4.6 Analysis of speed

First, the proposed hash algorithm does not need message padding as the preparation, while message padding is proportional to the length of original message; therefore, our algorithm without the message padding process improves the executive speed. Then, a generalized chaotic mapping and a one-dimensional piecewise linear chaotic map are utilized in our algorithm, the dynamical property of which is enough for the security of the algorithm, and the structures of which are simple that greatly reduce complexity of the algorithm, thereby providing fast computation speed and achieving the high efficiency.

Moreover, the proposed algorithm has the parallel property. Six iteration values X(n), X(2n), X(3n), X(4n), X(5n), and X(6n) contribute 20, 20, 20, 20, 24, and 24 bits to the final hash value, respectively, which corresponds to the parallel computation of 2.5, 2.5, 2.5, 2.5, 3, and 3 bytes.

4.7 Comparison with other algorithms

We perform a comparison between the proposed hash function and some significant chaos-based hash functions as well as MD5, which is based on statistical performance and collision resistance.

Tables 5 and 6 describe the comparison of statistical performance between the proposed algorithm and selected existing algorithms. Note that the results reported in Table 5 are based on N = 2048 random tests and 128-bit hash value, while the results of Table 6 focus on N = 10,000 random tests and 128-bit hash value. Based on the results, our algorithm shows better statistical performance.

Table 5 Comparison on statistical performance with N = 2048 random tests and 128-bit hash value
Table 6 Comparison on statistical performance with N = 10,000 random tests and 128-bit hash value

In addition, Tables 7 and 8 present the comparison of the number of ASCII characters with the same value at the same location and absolute difference in 128-bit hash values between our algorithm and selected existing algorithms. Note that the reported results of Table 7 are based on N = 2048 random tests, while the results of Table 8 focus on N = 10,000 random tests. Based on the results, the proposed algorithm shows better collision resistance.

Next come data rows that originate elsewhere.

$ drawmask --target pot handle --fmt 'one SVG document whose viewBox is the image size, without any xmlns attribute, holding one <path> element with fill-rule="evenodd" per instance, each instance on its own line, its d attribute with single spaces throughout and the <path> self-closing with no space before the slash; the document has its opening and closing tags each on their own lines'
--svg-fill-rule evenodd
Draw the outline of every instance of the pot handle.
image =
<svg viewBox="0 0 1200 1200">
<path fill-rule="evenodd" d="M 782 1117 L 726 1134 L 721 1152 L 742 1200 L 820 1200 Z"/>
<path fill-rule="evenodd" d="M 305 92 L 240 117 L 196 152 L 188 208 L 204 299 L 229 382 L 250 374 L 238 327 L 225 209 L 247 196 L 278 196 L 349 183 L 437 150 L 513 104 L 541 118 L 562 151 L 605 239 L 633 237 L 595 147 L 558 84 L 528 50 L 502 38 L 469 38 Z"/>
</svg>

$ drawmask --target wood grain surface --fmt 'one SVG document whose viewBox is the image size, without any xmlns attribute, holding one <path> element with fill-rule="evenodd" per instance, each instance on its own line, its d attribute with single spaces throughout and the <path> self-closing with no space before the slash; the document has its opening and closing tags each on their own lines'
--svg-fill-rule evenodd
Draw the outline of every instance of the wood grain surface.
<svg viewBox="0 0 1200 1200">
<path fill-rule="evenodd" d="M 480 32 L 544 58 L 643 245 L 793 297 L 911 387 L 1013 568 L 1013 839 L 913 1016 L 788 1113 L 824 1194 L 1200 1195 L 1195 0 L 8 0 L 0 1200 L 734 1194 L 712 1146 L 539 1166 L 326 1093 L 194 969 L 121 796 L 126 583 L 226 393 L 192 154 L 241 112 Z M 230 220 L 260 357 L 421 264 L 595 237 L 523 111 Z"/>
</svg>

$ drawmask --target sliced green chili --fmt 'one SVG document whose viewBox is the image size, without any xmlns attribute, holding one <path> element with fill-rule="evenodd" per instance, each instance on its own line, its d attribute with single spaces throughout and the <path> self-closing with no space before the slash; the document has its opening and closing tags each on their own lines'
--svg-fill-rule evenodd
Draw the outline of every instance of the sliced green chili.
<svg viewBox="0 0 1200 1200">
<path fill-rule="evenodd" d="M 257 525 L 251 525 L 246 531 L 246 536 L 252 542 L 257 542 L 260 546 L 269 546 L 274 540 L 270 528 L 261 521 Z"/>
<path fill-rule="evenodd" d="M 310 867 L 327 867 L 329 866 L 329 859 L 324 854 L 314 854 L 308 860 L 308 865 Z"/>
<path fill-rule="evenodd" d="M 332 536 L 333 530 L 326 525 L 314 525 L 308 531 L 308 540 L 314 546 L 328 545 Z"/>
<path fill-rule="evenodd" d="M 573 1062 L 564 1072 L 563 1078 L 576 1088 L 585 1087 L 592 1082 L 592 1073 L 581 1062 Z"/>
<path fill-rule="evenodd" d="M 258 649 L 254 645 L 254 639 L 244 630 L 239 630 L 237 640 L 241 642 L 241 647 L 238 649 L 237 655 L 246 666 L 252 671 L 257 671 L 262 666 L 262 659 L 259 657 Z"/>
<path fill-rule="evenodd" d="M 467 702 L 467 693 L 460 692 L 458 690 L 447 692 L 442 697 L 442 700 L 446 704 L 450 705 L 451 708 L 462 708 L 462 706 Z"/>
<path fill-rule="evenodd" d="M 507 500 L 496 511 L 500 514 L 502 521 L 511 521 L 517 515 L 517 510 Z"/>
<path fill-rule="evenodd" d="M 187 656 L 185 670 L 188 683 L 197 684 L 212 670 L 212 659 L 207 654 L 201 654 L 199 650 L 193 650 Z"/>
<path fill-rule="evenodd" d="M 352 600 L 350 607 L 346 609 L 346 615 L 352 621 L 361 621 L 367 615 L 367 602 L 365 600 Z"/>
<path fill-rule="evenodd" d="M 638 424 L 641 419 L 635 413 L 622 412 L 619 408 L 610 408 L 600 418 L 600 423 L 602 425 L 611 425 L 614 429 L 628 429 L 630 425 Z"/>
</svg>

Table 7 Comparison on collision resistance with N = 2048 random tests and 128-bit hash value
Table 8 Comparison on collision resistance with N = 10,000 random tests and 128-bit hash value

As a discussion, the proposed hash algorithm illustrates better statistical performance and collision resistance capability. We present a fast and efficient hash algorithm based on a generalized chaotic mapping with variable parameters. We dedicate to the improvement of the efficiency with high execution speed. However, most of the start-of-the-art literature focuses on complexity of the algorithm, ignoring the speed and efficiency.

5 Conclusion

In this paper, we present a fast and efficient hash algorithm based on a generalized chaotic mapping with variable parameters. We first define a generalized chaotic mapping by utilizing piecewise linear chaotic map and trigonometric functions. Then, we convert the arbitrary length of message into the corresponding ASCII values and perform 6-unit iterations with variable parameters and message values based on the generalized chaotic mapping. The final hash value is obtained by cascading extracted bits from iteration state values. We excessively evaluate the proposed algorithm in terms of distribution of hash value, sensitivity of hash value to the message and secret keys, statistical analysis of diffusion and confusion, analysis of birthday attacks and collision resistance, analysis of secret keys, analysis of speed, and comparison with other algorithms, and the results illustrate that the suggested algorithm is fast, efficient, and enough simple and has good confusion and diffusion capabilities, strong collision resistance, and a high level of security.